Riley turns six years old on 1 April.
That's the day he and his ten-year-old brother Carson are due to become a homeless statistic, joining the 3,431 other children in Ireland classified as homeless.
"Carson’s not sleeping, he’s worried. He keeps asking, 'Mam are we going to be living out on the street in tents?’", explains his mother, Leanne Farrell.
Last September, the family got six months’ notice to leave their Ballyfermot home of five years.
Their landlord has returned from abroad and needs somewhere for her own family to live.
The eviction ban put off the inevitable, until now.
"Now I have two weeks to find somewhere to go," worries Leanne.
"I got accepted for Homeless HAP again, but I’ve been emailing agents and I haven’t even received one email back."

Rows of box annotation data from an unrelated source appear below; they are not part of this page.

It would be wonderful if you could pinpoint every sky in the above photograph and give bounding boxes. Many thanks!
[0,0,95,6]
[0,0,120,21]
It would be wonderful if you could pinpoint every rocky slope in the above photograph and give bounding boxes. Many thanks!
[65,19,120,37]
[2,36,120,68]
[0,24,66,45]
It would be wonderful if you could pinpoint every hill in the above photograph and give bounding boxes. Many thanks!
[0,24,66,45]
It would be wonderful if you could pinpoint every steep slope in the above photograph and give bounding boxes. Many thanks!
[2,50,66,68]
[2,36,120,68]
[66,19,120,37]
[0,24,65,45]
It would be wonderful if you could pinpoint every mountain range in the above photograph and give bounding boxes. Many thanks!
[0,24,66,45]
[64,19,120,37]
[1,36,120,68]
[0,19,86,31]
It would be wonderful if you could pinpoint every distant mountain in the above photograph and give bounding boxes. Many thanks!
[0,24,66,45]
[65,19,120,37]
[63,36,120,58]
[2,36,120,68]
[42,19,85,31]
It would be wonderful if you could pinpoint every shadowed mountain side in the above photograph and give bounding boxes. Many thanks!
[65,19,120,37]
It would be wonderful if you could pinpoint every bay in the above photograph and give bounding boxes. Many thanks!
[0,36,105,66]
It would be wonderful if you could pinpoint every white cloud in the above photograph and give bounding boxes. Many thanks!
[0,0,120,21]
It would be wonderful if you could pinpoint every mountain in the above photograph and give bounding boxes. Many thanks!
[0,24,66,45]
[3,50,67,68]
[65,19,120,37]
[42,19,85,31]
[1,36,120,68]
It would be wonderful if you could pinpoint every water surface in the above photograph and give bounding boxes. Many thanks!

Riley has autism and an intellectual disability. He attends a nearby school that has specialist classes for children with autism spectrum disorder.
"His life revolves around routine. You can’t change anything with Riley," said Leanne. "All he has is school and his home. His home is his safe place."
Leanne has been calling the council and homeless services daily to try and get some certainty on where the family might end up.
There is a homeless hub in Ballyfermot, but she’s been told there’s a waiting list to get in there.
Dublin city homeless services have advised her to ring back two days before the family become homeless.
"More than likely we'll end up in the city centre somewhere, a hostel I'd say.
"That won't be good for Riley, at all. Bringing him into that will just be horrific."
Leanne said that if they end up in Dublin city, they will have to get buses because all their supports are around Ballyfermot.
"Riley doesn't cope well with public transport, and I don't drive."
Although she knows it is not "her fault", the housing crisis has made Leanne feel like "a failure" as a mother and carer.
"Looking at them, when I know what's ahead of us, it's just scaring me.
"They should feel safe with me, and going into places like this [emergency homeless accommodation] we're not going to feel safe."